Ludovic Desautez, directeur délégué de la rédaction de La Tribune, a cependant mis en garde contre les risques d’un tel dispositif. « Une taxation trop brutale pourrait inciter à l’exil fiscal ou à la délocalisation des capitaux », a-t-il estimé. Il a également souligné que « la mobilisation des grandes fortunes ne doit pas se limiter à une approche purement fiscale, mais intégrer des incitations à investir dans l’économie réelle ». Ces échanges ont mis en lumière les tensions entre justice sociale et attractivité économique.

Souveraineté économique et enjeux technologiques : les défis de 2026-2027

Les discussions ont aussi porté sur la souveraineté économique, un thème récurrent lors des Rencontres Économiques d’Aix-en-Provence. L’accent a été mis sur la nécessité de réduire les dépendances stratégiques, notamment dans les secteurs technologiques. « La crise des semi-conducteurs en 2020-2021 a montré à quel point les économies occidentales sont vulnérables face aux ruptures d’approvisionnement », a rappelé Xavier Jaravel. Pour lui, « la relocalisation partielle de certaines industries, couplée à des investissements massifs dans l’innovation, est indispensable ».

L’impact de l’intelligence artificielle (IA) sur l’emploi a également été analysé. Benoît Derigny, directeur général de Manpower, a indiqué que « l’IA devrait transformer près de 40 % des métiers d’ici 2030 ». Il a ajouté que « les politiques publiques devront accompagner cette transition pour éviter une fracture sociale ». Les experts ont convenu que la formation continue et l’adaptation des compétences seront des leviers clés pour limiter les effets négatifs de cette révolution technologique.

Un modèle économique à l’épreuve des tensions budgétaires

La question des dépenses publiques et de leur financement a occupé une place centrale dans les débats. Éric Lombard a rappelé que « le déficit budgétaire américain reste élevé, avec un ratio dette/PIB proche de 120 % ». Il a estimé que « la maîtrise des dépenses et une réforme fiscale pourraient être nécessaires pour éviter une crise de confiance des marchés ». Alexandra Roulet a, quant à elle, pointé du doigt « les déséquilibres structurels du système de santé américain, qui pèsent lourdement sur les finances publiques ».

Les experts ont également évoqué le risque d’une « bataille budgétaire » entre démocrates et républicains, alors que le Congrès américain doit voter le budget 2027 d’ici la fin de l’année. « Les prochains mois seront déterminants pour savoir si les États-Unis parviendront à concilier relance économique et rigueur budgétaire », a conclu Ludovic Desautez.

Et maintenant ?

Plusieurs échéances pourraient influencer l’évolution du modèle économique américain dans les mois à venir. D’abord, le vote du budget fédéral pour 2027, prévu avant la fin de l’année 2026, pourrait révéler les tensions politiques entre les deux grands partis. Ensuite, les décisions prises par la Réserve fédérale américaine sur les taux d’intérêt, attendues pour le dernier trimestre 2026, joueront un rôle clé dans la dynamique de croissance. Enfin, l’adoption ou non de nouvelles mesures fiscales ciblant les grandes fortunes pourrait redéfinir les contours de la fiscalité américaine, avec des répercussions sur l’attractivité du pays.

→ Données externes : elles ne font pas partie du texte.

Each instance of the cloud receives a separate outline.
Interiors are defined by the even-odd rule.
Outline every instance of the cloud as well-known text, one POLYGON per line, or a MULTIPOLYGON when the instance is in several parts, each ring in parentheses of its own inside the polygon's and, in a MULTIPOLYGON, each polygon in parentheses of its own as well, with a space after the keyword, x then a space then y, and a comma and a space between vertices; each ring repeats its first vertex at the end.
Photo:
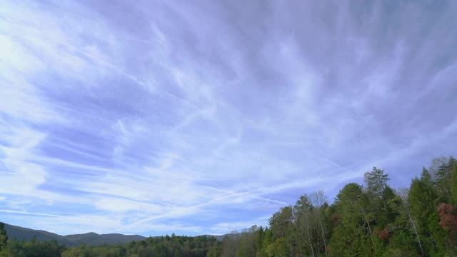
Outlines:
POLYGON ((242 6, 7 1, 5 221, 224 233, 455 154, 456 4, 242 6))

Pour les observateurs, une question centrale reste en suspens : les États-Unis parviendront-ils à préserver leur leadership économique tout en résolvant leurs fragilités structurelles ? Les prochains mois devraient apporter des éléments de réponse, alors que les débats sur la fiscalité, la souveraineté et l’innovation continuent de s’intensifier.

La question est sensible car elle touche à la fois à des enjeux de justice sociale et à des considérations économiques. D’un côté, taxer davantage les patrimoines élevés pourrait permettre de financer des dépenses publiques prioritaires, comme la transition écologique ou les infrastructures. De l’autre, une taxation trop élevée risquerait de pousser les contribuables fortunés à quitter le pays ou à déplacer leurs capitaux, ce qui pourrait fragiliser l’économie. Selon Éric Lombard, « une approche trop brutale pourrait avoir des effets contre-productifs ».